50e04530 4002be2 3c ...erviceDescription 0 instance 01287cd0 description
00000000 4002be3 40 0 instance 01287b2c extensions
00000000 4002be4 44 0 instance 012d6834 externalBaseAddresses
00000000 4002be5 48 0 instance 01293a80 implementedContracts
50e124c0 4002be6 4c ...nceContextManager 0 instance 01287b58 instances
7910b5d8 4002be7 6c System.TimeSpan 1 instance 01287aa0 openTimeout
50df93e0 4002be8 50 ...rformanceCounters 0 instance 01295ef4 servicePerformanceCounters
50e1272c 4002be9 54 ...r.ServiceThrottle 0 instance 01287b80 serviceThrottle
50e321ac 4002bea 58 ...erviceCredentials 0 instance 00000000 readOnlyCredentials
50e1f218 4002beb 5c ...orizationBehavior 0 instance 012d67ec readOnlyAuthorization
00000000 4002bec 60 0 instance 00000000 UnknownMessageReceived
7a751b00 4002bdd 74c System.Uri 0 static 00fe546c EmptyUri
790f8a7c 4003075 74 System.Object 0 instance 00000000 singletonInstance
790ffe7c 4003076 78 System.Type 0 instance 01057f28 serviceType
50e62118 4003077 7c ...ontractCollection 0 instance 01287e00 reflectedContracts
7910b450 4003078 80 System.IDisposable 0 instance 00000000 disposableInstance
The name of the endpoint can be found in this ServiceDescription
0:025> !do 01287cd0
Name: System.ServiceModel.Description.ServiceDescription
MethodTable: 50e04530
EEClass: 50e04478
Size: 32(0x20) bytes
(C:\WINDOWS\assembly\GAC_MSIL\System.ServiceModel\3.0.0.0__b77a5c561934e089\System.ServiceModel.dll)
Fields:
MT Field Offset Type VT Attr Value Name
00000000 400306f 4 0 instance 01287cf0 behaviors
790f9244 4003070 8 System.String 0 instance 01287d9c configurationName
50dd0b68 4003071 c ...ndpointCollection 0 instance 01287d28 endpoints
790ffe7c 4003072 10 System.Type 0 instance 01057f28 serviceType
50dda3c4 4003073 14 ...scription.XmlName 0 instance 00000000 serviceName
790f9244 4003074 18 System.String 0 instance 00fe7a2c serviceNamespace
It should be inside configurationName.
0:025> !do 01287d9c
Name: System.String
MethodTable: 790f9244
EEClass: 790f91a4
Size: 100(0x64) bytes
(C:\WINDOWS\assembly\GAC_32\mscorlib\2.0.0.0__b77a5c561934e089\mscorlib.dll)

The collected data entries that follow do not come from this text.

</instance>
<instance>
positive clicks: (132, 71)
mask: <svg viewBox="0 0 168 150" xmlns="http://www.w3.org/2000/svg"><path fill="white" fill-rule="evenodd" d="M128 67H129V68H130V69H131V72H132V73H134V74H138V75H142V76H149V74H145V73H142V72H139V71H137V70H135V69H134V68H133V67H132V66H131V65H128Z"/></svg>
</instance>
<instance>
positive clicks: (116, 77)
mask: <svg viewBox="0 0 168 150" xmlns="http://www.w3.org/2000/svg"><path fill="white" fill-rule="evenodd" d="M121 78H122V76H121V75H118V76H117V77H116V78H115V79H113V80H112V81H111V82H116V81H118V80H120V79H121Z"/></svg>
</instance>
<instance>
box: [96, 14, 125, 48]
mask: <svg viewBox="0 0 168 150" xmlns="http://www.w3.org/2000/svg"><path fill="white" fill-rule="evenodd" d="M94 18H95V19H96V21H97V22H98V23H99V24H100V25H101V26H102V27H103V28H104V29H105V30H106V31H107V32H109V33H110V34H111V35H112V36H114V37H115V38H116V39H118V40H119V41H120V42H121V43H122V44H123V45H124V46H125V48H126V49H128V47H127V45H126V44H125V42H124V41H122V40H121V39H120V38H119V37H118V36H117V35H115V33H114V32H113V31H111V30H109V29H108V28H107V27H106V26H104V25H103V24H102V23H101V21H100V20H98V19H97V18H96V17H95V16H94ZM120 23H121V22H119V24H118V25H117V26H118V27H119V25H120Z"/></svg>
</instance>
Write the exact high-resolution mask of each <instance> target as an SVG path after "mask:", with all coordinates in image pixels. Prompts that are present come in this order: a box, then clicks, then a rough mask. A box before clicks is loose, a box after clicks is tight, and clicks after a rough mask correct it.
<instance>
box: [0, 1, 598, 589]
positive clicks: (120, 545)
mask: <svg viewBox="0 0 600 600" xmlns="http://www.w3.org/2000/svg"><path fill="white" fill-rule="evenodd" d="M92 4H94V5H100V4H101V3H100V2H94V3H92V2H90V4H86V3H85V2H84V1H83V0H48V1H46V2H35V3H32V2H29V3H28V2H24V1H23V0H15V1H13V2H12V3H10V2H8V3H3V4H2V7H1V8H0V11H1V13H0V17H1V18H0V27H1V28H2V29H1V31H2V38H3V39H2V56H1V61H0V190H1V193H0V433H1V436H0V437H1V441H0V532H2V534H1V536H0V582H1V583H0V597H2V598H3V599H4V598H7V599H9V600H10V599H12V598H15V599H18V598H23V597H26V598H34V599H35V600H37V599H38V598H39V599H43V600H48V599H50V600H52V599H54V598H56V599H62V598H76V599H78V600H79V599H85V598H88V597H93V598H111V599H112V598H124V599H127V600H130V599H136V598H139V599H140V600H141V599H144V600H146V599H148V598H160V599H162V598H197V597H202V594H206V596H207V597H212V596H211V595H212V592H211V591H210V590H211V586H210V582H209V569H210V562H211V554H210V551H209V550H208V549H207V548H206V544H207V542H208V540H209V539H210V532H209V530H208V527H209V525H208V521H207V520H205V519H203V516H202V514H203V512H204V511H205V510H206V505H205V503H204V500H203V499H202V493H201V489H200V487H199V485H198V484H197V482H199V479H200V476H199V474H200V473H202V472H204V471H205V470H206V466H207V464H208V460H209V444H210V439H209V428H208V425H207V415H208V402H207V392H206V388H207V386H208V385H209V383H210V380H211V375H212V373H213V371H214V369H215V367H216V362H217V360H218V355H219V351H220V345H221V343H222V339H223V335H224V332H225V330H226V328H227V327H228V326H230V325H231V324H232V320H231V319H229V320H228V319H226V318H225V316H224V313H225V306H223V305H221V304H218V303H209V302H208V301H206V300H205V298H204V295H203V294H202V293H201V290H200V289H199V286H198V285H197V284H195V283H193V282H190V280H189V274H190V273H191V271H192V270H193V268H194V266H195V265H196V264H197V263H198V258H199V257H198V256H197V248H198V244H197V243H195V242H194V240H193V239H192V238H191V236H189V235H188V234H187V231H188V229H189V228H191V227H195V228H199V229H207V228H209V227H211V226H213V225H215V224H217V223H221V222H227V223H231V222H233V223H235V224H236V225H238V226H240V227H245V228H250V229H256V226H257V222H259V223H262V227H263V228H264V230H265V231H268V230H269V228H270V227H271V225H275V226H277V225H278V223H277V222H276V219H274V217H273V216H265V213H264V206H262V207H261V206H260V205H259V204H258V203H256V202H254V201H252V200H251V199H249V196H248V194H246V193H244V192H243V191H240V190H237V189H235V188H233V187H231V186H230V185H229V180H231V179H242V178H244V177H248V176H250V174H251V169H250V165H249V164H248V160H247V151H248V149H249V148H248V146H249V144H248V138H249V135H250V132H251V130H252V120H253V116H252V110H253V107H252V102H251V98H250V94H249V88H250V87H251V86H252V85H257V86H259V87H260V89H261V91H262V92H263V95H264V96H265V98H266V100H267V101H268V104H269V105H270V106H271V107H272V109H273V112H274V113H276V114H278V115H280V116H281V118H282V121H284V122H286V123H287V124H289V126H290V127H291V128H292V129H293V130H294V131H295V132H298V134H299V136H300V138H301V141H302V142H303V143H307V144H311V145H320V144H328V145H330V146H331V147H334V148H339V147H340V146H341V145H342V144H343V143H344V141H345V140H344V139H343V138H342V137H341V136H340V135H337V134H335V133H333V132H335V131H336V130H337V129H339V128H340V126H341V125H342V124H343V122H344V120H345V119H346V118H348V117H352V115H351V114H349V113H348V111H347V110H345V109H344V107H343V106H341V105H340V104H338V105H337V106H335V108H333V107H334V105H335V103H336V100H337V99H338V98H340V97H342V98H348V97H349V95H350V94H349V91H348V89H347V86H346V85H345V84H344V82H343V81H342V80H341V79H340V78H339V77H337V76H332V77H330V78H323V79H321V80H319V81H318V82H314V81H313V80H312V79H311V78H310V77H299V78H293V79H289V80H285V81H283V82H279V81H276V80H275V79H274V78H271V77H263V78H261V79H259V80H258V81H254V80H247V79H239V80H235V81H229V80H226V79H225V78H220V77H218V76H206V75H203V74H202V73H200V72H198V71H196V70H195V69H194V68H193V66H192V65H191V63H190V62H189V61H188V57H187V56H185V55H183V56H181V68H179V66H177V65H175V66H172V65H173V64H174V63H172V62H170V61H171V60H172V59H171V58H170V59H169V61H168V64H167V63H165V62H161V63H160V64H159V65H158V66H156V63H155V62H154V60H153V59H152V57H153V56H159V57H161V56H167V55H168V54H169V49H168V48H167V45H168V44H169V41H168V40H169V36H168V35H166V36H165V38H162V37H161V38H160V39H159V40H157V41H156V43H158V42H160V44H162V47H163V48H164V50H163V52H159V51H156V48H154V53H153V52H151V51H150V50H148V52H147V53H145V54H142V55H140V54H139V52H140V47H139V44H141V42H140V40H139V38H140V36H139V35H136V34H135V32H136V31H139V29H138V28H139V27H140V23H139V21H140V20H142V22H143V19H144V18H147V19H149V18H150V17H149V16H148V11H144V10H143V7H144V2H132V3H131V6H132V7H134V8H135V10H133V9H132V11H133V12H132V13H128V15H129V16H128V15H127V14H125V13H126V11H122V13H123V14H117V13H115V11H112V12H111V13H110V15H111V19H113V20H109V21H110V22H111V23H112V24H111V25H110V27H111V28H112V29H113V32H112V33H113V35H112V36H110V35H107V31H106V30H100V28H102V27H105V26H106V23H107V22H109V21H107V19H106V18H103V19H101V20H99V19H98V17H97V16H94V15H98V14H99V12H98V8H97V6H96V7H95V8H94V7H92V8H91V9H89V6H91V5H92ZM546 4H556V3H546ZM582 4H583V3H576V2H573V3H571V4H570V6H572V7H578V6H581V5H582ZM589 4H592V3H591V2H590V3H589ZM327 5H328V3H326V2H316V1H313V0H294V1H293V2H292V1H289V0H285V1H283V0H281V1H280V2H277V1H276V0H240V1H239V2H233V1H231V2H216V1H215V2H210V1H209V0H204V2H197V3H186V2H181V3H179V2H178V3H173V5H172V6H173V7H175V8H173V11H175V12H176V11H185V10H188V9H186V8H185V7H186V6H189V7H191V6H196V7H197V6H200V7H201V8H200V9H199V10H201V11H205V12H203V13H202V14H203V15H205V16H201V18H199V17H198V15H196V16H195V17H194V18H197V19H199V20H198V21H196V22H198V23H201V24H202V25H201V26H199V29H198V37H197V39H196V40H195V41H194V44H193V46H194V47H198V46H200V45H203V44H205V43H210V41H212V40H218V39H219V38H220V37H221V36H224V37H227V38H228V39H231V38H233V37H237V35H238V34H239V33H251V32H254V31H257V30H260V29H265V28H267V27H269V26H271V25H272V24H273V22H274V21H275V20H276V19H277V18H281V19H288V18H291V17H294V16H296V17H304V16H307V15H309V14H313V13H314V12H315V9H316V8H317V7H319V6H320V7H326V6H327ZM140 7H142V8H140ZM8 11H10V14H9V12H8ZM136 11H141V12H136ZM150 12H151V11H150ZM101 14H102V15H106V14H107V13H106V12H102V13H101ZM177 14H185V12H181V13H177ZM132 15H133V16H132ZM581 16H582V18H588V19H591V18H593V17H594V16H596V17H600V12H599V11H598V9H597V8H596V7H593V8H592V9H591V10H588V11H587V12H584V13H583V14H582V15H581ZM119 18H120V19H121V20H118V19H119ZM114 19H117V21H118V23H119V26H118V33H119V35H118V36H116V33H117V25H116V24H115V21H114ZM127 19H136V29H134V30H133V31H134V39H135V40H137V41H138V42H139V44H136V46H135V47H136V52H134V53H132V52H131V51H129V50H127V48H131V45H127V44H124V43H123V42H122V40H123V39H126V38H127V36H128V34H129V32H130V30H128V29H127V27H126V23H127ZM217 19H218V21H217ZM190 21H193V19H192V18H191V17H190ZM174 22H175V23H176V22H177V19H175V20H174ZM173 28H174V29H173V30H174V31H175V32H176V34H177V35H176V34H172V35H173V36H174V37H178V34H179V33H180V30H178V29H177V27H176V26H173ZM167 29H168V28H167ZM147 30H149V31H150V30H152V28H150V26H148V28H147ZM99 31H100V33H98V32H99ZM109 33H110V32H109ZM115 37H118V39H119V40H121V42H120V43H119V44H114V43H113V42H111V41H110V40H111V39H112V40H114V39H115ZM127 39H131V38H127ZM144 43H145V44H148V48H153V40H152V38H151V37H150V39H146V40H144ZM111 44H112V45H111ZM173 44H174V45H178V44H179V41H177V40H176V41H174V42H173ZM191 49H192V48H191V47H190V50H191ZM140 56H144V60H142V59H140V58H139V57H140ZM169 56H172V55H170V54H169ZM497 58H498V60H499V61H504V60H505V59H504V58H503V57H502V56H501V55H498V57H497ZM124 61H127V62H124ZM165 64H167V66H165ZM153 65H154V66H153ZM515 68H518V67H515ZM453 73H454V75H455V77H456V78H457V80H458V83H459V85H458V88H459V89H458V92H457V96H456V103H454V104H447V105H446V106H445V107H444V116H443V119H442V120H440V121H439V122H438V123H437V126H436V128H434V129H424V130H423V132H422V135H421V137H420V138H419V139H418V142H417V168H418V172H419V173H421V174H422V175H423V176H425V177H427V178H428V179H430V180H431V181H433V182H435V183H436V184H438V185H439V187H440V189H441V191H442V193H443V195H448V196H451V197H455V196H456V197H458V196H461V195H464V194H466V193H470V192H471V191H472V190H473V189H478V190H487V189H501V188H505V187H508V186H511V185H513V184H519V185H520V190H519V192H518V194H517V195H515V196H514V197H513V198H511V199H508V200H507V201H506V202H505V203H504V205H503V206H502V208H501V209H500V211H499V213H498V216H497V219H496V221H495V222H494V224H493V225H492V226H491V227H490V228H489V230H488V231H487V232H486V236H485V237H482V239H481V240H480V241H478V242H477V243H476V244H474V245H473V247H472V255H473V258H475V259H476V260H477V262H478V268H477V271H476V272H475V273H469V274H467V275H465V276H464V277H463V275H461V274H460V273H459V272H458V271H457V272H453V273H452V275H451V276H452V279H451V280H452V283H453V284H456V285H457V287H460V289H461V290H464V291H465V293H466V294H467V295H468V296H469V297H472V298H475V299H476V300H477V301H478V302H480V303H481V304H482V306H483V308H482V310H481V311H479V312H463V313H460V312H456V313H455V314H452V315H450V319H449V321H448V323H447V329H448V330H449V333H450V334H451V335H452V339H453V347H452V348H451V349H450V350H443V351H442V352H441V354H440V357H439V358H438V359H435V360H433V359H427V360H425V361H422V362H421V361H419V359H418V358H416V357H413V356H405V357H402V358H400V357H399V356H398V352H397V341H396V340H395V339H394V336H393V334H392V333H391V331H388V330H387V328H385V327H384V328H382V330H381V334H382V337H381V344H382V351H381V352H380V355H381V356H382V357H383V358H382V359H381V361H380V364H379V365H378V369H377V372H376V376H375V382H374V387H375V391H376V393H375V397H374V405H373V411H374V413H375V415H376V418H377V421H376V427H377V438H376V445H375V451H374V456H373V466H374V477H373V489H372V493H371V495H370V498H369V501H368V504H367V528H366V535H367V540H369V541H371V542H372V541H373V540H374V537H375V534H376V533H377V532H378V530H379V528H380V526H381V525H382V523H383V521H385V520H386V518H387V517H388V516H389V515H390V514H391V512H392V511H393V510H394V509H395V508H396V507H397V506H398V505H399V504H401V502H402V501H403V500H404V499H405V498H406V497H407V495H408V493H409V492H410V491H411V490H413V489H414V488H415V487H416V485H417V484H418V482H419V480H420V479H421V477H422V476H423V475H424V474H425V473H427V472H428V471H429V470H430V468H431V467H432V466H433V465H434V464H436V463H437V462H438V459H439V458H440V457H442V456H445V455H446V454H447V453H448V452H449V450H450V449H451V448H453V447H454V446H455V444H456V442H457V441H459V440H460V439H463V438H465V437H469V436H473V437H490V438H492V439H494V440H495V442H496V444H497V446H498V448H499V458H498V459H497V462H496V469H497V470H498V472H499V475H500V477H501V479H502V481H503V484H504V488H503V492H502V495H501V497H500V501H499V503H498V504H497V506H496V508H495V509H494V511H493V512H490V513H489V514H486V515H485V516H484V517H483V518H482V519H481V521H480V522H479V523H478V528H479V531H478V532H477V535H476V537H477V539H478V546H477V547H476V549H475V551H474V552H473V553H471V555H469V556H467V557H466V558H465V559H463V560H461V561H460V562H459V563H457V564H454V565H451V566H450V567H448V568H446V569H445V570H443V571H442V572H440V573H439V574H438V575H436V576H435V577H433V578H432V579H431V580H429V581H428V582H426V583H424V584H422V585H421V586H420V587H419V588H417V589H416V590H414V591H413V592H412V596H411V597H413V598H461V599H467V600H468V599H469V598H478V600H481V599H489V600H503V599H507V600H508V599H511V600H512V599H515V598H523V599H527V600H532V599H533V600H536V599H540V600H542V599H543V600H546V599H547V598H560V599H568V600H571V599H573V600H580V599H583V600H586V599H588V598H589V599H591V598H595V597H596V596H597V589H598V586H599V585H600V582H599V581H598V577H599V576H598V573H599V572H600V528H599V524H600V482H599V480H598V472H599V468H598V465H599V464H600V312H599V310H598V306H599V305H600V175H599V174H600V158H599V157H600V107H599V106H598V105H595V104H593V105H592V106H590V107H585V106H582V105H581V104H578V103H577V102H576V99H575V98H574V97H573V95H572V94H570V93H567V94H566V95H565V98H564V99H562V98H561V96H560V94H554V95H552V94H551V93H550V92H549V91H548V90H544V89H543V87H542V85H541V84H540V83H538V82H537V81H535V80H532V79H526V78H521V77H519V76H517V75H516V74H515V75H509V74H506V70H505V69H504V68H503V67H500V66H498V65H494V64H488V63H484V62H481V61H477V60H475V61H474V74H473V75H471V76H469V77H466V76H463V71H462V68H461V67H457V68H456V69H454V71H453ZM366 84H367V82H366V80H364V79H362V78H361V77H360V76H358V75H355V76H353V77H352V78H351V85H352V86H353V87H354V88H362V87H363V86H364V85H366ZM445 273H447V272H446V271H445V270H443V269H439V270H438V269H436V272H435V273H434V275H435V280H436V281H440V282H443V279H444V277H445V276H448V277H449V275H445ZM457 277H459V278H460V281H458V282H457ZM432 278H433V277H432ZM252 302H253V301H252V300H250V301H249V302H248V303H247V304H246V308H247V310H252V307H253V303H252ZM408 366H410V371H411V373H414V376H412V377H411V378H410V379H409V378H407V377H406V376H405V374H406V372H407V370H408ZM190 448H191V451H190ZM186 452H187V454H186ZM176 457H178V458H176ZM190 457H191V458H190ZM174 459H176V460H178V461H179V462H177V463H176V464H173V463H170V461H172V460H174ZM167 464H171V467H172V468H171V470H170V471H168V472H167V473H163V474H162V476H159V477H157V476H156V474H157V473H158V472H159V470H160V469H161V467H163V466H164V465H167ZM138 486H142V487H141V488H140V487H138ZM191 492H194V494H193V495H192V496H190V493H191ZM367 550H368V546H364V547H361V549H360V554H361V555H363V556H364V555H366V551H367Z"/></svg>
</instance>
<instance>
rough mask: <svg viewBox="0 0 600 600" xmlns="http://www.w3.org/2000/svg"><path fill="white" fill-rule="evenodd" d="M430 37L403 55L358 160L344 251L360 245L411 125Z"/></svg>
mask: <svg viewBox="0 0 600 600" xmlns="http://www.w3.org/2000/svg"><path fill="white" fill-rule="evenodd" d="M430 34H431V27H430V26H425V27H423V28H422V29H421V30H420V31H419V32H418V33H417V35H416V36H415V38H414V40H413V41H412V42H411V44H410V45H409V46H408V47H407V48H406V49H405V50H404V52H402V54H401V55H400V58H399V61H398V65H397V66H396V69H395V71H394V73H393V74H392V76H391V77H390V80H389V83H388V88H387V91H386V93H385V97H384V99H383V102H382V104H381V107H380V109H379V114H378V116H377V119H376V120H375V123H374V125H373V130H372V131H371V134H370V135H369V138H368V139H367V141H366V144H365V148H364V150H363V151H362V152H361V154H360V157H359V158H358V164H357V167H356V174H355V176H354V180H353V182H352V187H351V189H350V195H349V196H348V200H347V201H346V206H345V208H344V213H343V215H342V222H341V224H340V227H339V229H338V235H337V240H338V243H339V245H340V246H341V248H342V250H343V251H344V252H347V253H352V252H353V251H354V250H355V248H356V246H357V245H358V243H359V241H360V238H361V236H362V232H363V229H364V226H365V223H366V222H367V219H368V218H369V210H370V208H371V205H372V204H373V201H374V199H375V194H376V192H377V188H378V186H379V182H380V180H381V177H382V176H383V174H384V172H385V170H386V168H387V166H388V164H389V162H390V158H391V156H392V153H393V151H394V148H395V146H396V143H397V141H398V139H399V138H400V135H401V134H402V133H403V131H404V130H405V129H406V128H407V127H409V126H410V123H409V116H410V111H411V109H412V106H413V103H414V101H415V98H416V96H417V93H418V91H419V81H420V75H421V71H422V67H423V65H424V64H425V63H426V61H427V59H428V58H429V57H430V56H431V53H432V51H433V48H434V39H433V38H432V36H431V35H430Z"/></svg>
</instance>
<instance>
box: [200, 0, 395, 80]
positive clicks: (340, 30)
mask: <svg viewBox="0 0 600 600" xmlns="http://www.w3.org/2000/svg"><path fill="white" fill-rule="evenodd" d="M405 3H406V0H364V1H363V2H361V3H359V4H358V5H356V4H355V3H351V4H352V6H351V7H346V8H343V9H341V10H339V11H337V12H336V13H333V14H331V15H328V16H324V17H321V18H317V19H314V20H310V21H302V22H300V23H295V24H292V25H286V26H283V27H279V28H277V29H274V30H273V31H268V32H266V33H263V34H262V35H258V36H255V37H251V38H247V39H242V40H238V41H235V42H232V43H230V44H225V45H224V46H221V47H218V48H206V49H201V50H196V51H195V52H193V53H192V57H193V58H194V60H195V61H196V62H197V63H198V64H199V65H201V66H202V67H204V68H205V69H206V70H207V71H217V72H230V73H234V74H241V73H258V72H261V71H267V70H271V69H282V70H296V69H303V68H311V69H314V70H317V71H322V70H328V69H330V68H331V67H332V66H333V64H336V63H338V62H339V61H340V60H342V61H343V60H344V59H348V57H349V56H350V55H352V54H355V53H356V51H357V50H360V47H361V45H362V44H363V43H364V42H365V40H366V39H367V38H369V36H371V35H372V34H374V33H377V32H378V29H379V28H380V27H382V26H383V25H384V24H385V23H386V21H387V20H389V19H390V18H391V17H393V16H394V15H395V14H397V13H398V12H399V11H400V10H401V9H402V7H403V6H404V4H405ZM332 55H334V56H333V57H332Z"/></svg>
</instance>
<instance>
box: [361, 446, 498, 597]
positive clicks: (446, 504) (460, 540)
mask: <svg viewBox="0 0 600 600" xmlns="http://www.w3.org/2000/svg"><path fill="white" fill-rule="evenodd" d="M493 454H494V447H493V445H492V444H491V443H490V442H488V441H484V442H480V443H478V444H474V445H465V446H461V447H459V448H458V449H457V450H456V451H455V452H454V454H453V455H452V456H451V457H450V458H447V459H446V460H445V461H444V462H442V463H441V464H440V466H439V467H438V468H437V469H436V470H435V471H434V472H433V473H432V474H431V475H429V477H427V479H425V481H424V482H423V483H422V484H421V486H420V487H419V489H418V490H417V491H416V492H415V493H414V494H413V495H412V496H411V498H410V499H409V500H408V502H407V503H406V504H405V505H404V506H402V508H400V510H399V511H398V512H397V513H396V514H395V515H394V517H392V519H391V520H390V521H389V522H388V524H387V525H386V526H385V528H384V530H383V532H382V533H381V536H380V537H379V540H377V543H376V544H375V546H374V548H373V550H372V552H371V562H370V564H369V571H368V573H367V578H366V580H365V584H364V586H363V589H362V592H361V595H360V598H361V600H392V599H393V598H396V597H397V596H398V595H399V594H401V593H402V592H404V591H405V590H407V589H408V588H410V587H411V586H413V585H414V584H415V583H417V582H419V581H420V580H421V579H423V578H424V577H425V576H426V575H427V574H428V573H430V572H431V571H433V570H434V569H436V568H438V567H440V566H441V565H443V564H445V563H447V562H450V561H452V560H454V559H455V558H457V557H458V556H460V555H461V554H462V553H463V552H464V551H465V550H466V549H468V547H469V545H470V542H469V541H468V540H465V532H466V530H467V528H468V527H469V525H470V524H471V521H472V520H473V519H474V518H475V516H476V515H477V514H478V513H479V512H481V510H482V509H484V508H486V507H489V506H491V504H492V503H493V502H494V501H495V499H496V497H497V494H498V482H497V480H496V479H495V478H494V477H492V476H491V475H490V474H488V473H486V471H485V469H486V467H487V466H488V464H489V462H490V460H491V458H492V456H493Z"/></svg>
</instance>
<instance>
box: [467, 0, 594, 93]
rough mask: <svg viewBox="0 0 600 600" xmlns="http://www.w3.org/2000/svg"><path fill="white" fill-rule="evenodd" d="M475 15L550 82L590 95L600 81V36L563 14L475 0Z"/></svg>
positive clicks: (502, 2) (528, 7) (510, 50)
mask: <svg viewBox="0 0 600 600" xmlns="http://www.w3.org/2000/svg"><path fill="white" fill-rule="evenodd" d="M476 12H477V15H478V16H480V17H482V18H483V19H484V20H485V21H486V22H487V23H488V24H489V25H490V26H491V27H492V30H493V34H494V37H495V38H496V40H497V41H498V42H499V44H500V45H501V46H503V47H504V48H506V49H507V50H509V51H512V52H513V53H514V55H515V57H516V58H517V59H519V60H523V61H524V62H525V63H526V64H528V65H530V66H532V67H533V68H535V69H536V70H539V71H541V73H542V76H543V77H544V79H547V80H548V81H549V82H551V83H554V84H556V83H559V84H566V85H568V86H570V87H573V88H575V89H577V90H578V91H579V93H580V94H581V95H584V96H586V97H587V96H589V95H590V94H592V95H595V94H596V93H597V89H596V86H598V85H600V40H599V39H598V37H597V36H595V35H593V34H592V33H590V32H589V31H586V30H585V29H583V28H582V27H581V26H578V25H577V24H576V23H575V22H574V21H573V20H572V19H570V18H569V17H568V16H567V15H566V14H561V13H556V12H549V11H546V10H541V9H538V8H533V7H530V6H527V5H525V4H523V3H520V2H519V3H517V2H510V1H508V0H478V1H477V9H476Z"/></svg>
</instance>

String: **********. ********.ExternalService
Fields:
MT Field Offset Type VT Attr Value Name
790fdb60 4000096 4 System.Int32 1 instance 42 m_arrayLength
790fdb60 4000097 8 System.Int32 1 instance 41 m_stringLength
790fad38 4000098 c System.Char 1 instance 4d m_firstChar
790f9244 4000099 10 System.String 0 shared static Empty
>> Domain:Value 001475b8:790d57b4 <<
79122994 400009a 14 System.Char[] 0 shared static WhitespaceChars
>> Domain:Value 001475b8:00fc13f4 <<
Here we go. The endpoint which is saturated with the max throttle limit is ExternalService. When the GUI launches it actually contacts this endpoint to get some data.